BY FRED N. SCOTT AND JOSEPH V. DENNEY.

Norwood Press :

J. S. Cushing & Co. - Berwick & Smith.
Boston, Mass., U.S.A.

PREFACE.

THE principles embodied in this work were developed and put in practice by its authors at the University of Michigan several years ago. When the nature of the classroom work and its results became known, there were many inquiries from teachers in preparatory schools and colleges in regard to the methods employed. In response to these inquiries a small pamphlet (now out of print) was published and circulated. The present work, while in a limited sense a revision of that pamphlet, is virtually another book. In the earlier work the aim was to suggest a useful exercise in writing English. This book goes farther. Its aim is to make the paragraph the basis of a method of composition, to present all the important facts of rhetoric in their application to the paragraph. Since the point of view which is assumed is in some respects novel, a few words of explanation will not be out of place.

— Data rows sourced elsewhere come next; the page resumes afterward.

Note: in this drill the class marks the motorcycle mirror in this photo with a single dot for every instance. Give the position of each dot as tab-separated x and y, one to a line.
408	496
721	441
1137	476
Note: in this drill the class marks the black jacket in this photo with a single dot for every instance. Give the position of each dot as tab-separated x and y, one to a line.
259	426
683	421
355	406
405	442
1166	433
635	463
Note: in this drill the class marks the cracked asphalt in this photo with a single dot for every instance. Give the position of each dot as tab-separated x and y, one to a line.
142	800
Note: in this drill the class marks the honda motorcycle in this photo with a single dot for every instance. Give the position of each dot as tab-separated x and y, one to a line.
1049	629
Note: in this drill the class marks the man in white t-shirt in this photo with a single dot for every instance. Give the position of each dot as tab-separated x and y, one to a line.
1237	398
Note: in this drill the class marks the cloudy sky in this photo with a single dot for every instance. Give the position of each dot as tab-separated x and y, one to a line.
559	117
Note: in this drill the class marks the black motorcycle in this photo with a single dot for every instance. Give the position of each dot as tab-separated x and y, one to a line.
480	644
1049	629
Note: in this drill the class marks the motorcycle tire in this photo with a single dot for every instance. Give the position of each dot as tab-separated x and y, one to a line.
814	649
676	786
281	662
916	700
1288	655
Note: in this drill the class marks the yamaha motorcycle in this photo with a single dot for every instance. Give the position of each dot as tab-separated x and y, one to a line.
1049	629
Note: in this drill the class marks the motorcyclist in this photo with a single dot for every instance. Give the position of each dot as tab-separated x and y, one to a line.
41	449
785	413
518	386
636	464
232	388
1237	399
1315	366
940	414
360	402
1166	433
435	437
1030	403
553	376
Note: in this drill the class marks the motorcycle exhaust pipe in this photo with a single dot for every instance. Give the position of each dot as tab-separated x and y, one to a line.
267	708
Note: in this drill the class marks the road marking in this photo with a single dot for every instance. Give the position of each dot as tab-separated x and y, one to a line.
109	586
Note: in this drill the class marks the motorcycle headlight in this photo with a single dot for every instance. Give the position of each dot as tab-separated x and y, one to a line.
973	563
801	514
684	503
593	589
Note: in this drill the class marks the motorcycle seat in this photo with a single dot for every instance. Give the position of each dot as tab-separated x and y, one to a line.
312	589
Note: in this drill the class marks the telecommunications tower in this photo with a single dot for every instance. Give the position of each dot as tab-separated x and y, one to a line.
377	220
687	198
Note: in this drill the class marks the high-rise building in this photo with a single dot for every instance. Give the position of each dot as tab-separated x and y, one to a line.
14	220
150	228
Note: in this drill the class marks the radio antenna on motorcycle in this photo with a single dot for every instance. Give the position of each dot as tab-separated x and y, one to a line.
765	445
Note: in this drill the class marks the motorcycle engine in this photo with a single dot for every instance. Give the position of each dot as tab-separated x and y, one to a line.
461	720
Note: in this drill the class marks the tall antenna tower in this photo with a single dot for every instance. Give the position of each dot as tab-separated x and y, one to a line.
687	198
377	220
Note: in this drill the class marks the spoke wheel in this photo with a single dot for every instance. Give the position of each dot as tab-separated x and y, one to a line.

Learning to write well in one's own language means in large part learning to give unity and coherence to one's ideas. It means learning to construct units of discourse which have order and symmetry and coherence of parts. It means learning theoretically how such units are made, and practically how to put them together; and further, if they turn out badly the first time, how to take them apart and put them together again in another and better order. The making and re-making of such units is in general terms the task of all who produce written discourse.